The ruling, like the Supreme Court's decision on
Tuesday to shut down Memorial International, famous for chronicling
and keeping alive the memory of Stalin-era crimes, was condemned by
international rights groups.
"In two days, Russia's courts delivered a one-two punch to Russia's
human rights movement," tweeted Rachel Denber of New York-based
Human Rights Watch.
"Almost exactly 30 years after the end of the Soviet era,
authorities are setting new, repressive boundaries on what can be
said about the past and what can be said and done about abuse in
today’s Russia."
The legal onslaught capped a year in which Navalny, the Kremlin's
leading critic, was jailed, his movement banned and many of his
associates forced to flee.
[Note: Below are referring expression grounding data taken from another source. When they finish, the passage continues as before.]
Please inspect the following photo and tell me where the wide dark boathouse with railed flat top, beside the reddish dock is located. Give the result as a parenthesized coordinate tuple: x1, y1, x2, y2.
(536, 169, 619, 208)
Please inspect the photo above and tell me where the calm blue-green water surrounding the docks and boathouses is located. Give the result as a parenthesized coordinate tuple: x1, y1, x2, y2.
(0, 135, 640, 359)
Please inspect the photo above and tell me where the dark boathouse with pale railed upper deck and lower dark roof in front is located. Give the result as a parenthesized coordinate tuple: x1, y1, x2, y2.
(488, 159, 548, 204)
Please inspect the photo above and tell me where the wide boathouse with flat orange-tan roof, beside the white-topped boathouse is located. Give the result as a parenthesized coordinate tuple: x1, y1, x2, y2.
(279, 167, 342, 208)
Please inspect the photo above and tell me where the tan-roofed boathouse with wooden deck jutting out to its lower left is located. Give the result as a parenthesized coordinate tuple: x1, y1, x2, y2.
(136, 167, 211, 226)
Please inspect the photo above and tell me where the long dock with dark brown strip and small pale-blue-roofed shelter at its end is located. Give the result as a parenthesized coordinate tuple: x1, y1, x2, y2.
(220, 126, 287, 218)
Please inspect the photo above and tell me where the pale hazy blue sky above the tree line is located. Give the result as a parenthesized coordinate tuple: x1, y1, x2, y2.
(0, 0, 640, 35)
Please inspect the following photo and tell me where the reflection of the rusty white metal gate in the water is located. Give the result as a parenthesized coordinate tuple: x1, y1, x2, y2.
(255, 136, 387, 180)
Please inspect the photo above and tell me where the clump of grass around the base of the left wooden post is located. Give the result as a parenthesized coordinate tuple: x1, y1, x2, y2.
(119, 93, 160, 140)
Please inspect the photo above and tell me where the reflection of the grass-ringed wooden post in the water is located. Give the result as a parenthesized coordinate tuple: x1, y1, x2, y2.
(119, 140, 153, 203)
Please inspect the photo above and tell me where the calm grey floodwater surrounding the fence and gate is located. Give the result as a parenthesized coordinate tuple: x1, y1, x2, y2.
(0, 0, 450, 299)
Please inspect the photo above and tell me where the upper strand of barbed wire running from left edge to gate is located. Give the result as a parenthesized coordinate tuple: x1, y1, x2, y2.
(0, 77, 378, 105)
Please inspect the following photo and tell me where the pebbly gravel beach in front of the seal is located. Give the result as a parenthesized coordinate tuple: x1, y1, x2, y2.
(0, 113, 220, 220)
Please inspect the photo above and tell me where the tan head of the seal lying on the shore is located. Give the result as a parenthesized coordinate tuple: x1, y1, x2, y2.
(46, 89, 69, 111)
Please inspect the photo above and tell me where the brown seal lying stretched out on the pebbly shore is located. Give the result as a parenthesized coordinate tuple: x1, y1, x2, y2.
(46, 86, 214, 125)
Moscow says it is simply thwarting
extremism and shielding Russia from malign foreign influence.
Critics say Vladimir Putin, in power as president or prime minister
since 1999, and at odds with the West on everything from Ukraine to
Syria, is turning back the clock to the Soviet era, when all dissent
was crushed.
Memorial was established in the final years of the Soviet Union and
initially investigated the crimes of the Soviet period, but later
began inquiring into modern-day abuses too.
One supporter outside the court, who only gave his first name, Yegor,
said the Memorial Human Rights Centre ruling was "appalling" for the
Russian people.
"It was a genuinely useful organisation that defended the rights of
innocent people who were being persecuted for their convictions," he
said.
"There needs to be an opposition, people with different views.
That's what the principles of political competition are about."